We’re all under various deadlines this week, so we have a guest podcast for you this week instead! Check it out! But have no fear —“The Briefing Room” will be back next week and you can find out what we think is and is not a fiasco!
I'm going to have to agree with John Wright (among others) that I find it very hard to reconcile the libertarianism of the tech right with the nationalism of the MAGA right. I appreciate Deneen's insight into Vance's thoughts, that the two both want onshored jobs and no more cheap labor for these jobs. This is true.
But this is also ignoring the elephant in the room. The MAGA nationalists don't only want no cheap labor. They want National (i.e., American) labor. And at the heart of this sentiment is the debate bubbling just below the surface: Who is an American?
The spat around H1Bs and Vivek's subsequent fall from grace exemplifies this secondary debate. Much of the MAGA right does not want a multiracial working class coalition. They want a White and Christian nation. Conversations that were taboo just five years ago are now being had by the likes of Matt Walsh and Michael Knowles on the Daily Wire, not to mention their prevalence on X, among other places. At its worst, these conversations sound like a far right revival that is only nominally Christian.

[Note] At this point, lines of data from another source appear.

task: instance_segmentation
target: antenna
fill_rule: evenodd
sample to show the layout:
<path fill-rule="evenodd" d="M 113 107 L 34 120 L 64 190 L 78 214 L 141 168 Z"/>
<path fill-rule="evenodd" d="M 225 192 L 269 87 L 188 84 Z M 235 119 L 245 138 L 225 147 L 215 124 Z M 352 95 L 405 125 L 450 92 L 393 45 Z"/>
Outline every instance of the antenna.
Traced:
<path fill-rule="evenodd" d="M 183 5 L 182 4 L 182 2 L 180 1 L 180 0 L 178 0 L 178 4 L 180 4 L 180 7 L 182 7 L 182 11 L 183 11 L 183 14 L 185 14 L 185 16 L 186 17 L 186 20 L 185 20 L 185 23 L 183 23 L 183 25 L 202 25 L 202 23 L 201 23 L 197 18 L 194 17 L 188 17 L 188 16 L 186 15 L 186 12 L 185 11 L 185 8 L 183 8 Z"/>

But at its best, these conversations are speaking to something forgotten by liberalism - nations (same root as 'natal') are made up of particular people with particular customs which have been badly disrupted in the name of liberal equality and individualism. Now, while we might all admit to the "particular customs" part of this formulation, it is the "particular people" element that needs addressing. Can you snag anyone in the world and form them into a particular custom, thereby making them part of the particular people eschewed by liberalism? The far right would say no, never. The liberal would say, sure, just have them take a civics course and pass a test (at most). But what should the Postliberal say?
It seems like the libertarian emphasis of the Trump administration stands in tension with the MAGA emphases-not the tech bros per se. Musk appearing as a South African-American chain saw yielding Milei that threatens jobs and thinks that private industry is necessarily more productive than the public sector work exemplifies this libertarianism. Privatization is the old neoliberal strategy that sucks productivity from the economy by rent extraction. Voters rejected neoliberalism and its presence is alienating much of the base that sees their jobs threatened by reckless cuts. Everyone is for cutting waste in government and DEI programs. But taking a chain saw to publicly owned endeavors is alienating the base and raising concerns. Chain saws do not provide efficiency in cuts but only clears Forrest’s for neoliberal privatizers.
I’ll have to agree to disagree with Dr. Deneen. From my reading of Regime Change and other Postliberal works, I thought Postliberalism stood for taking the reins of government for Postliberal ends. I don’t see how DOGE accomplishes this at all. DOGE and the broader Trump Admin’s policies regarding the administrative state is really just the same reheated Tea Party, libertarian, “government needs to be small enough to drown in it a bathtub” agenda that right liberalism has been spewing for years (but with a Populist paint job) in my humble opinion.
What happened to this week's briefing room? Are you guys avoiding commenting on the Signal fiasco?
We’re all under various deadlines this week, so we have a guest podcast for you this week instead! Check it out! But have no fear —“The Briefing Room” will be back next week and you can find out what we think is and is not a fiasco!
ok, thanks! I'm listening to Phillip's podcast now.